Age-Dependent De Novo Mutations During Spermatogenesis and Their Consequences.

Age-Dependent De Novo Mutations During Spermatogenesis and Their Consequences. Adv Exp Med Biol. 2019;1166:29-46 Authors: Cioppi F, Casamonti E, Krausz C Abstract Spermatogenesis is a highly complex biological process during which germ cells undergo recurrent rounds of DNA replication and cell division that may predispose to random mutational events. Hence, germ cells are vulnerable to the introduction of a range of de novo mutations, in particular chromosomal aberrations, point mutations and small indels. The main mechanisms through which mutations may occur during spermatogenesis are (i) errors in DNA replication, (ii) inefficient repair of non-replicative DNA damage between cell divisions and (iii) exposure to mutagens during lifetime. Any genetic alteration in the spermatozoa, if not repaired/eliminated, can be passed on to the offspring, potentially leading to malformations, chromosomal anomalies and monogenic diseases. Spontaneous de novo mutations tend to arise and accumulate with a higher frequency during testicular aging.
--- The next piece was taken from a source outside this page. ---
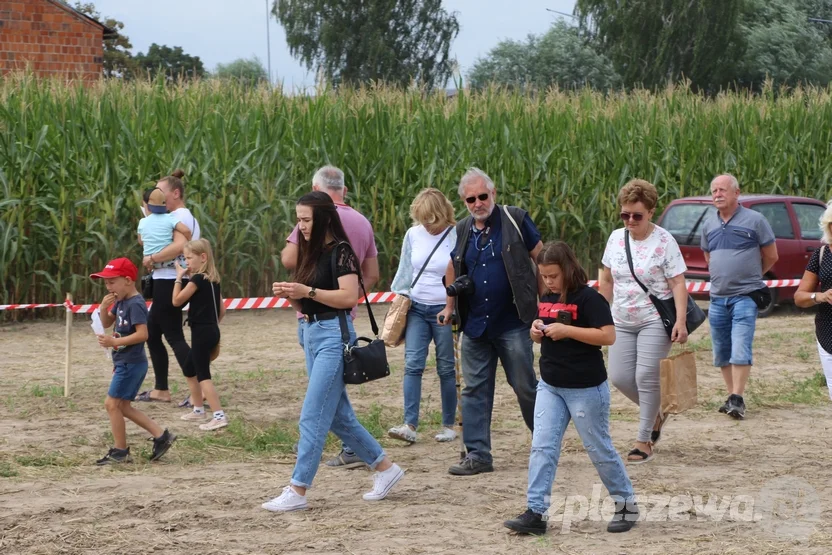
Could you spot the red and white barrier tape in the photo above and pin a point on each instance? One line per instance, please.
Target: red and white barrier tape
(254, 303)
In fact, there is an increased incidence of some chromosomal aberrations and a greater risk of congenital disorders, collectively termed paternal age effect (PAE), in children conceived by fathers with advanced age. PAE disorders are related to well-characterized de novo point mutations leading to a selective advantage on the mutant spermatogonial stem cells that cause a progressive enrichment over time of ...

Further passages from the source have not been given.